Lights, Camera, BERT! – Autonomizing the Process of Reading and Interpreting Swedish Film Scripts
Information
Författare: Leon HenzelBeräknat färdigt: 2023-06
Handledare: Björn Mosten
Handledares företag/institution: Björn Mosten Företag
Ämnesgranskare: Maria Andreina Francisco Rodriguez
Övrigt: -
Presentation
Presentatör: Leon HenzelPresentationstid: 2023-06-20 10:15
Opponent: Adam Bergman Karlsson
Abstract
In this thesis, the autonomization of reading PDFs of Swedish film scripts through various machine learning techniques and NER is explored. Furthermore, it is explored if labeled data needed for the NER tasks can be reduced to some degree with the goal of saving time. The autonomization process is split into two subsystems, one for extracting larger chunks of text and one for extracting relevant information through named entities from some of the larger text-chunks using NER. The methods explored for accelerating the labeling time for NER are active learning and self learning. For active learning, three methods are explored: Logprob and Word Entropy as uncertainty based active learning methods, and ALPS as a diversity based method. For self learning, a threshold is found based on the mean value of the Word Entropy uncertainty score.
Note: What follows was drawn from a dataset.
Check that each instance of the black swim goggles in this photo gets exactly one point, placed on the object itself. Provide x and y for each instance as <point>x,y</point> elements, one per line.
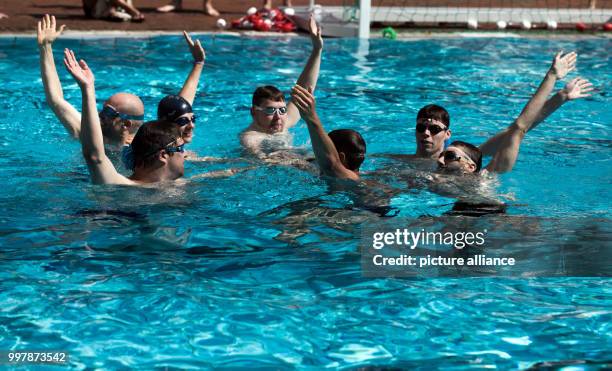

The results find that ALPS is the highest performing active learning method when it comes to saving time on labeling data for NER, but by applying self learning trough the found threshold did not improve the NER-models performance, the reason behind this is inconclusive. The entire script reading system got evaluated by competing against a human extracting information from a film script, where the human and system competes on time and accuracy. Accuracy is defined a custom F1-score based on the F1-score for NER. Overall the system performed magnitudes faster than the human, while still retaining fairly high accuracy. The system for extracting named entities had quite low accuracy, which is hypothesised to mainly be due to high data imbalance and too little diversity in the training data.